Honey Bunny siempre ha sido una hembra de esas que viven convencidas de que el coito es la solución a todos los males y de que, con el coito, puede satisfacer todos sus deseos, pero no es mucho más puta que las otras putas. Yo diría que es generosa, que tiene un corazón más grande que sus tetas. No puedo decir que sea perfecta porque late un punto de histeria helada y sin retorno en su sonrisa de dientes amarillentos, llena de caries, pero le sobra sentido del humor y no le faltan las ganas de gustar y de entretener y de complacer, y es verdad que se enamoró de ti, que purga culpas obsequiándote su dinero, haciéndose tu esclava, soportando tus caprichos e intemperancias.
—Ayúdame, Honey —suplicas con la cabeza apoyada en su hombro derecho—. ¿Me ayudarás?

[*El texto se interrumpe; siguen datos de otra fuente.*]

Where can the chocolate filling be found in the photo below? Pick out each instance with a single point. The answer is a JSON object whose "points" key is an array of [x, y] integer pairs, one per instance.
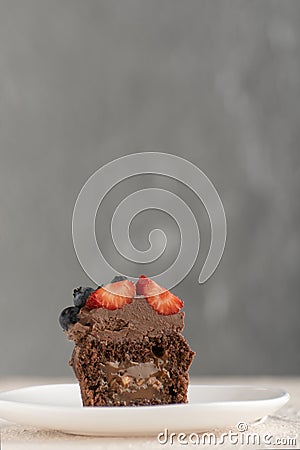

—Claro que sí. Sabes que siempre podrás contar conmigo. No te preocupes, Clark. La ignorancia de tu trabajo es su mayor gloria. Tu autobiografía se tocará con repugnancia, como alguien que toca algo que puede explotar. Olvídate de los críticos… ¡Críticos! Examinan desde todos los puntos de vista menos del esencial. Es como si un naturista, al describir el género equino, empezase a dar lata acerca de las herraduras.
—¿Cómo me ayudarás?
Honey Bunny no sabe qué decir y no dice nada. Y tú, iracundo, la miras fijamente con ojos vidriados, semivisibles, y ella se enciende como una pira, con un fuego azuloso, sucio, mortecino.
Un aullido de dolor sale de la muchacha, quien trata, durante unos segundos, de quitarse la ropa; desesperada, cae al suelo; su piel arde, se desflora con la combustión de la que brota un humo pestilente.
Cuando la carne chamuscada se derrite y los huesos asoman entre burbujas, te limitas a desnudar los dientes, pero no es una sonrisa. Pareces muy peligroso. Eres peligroso. Sí, han empezado a regresar tus superpoderes.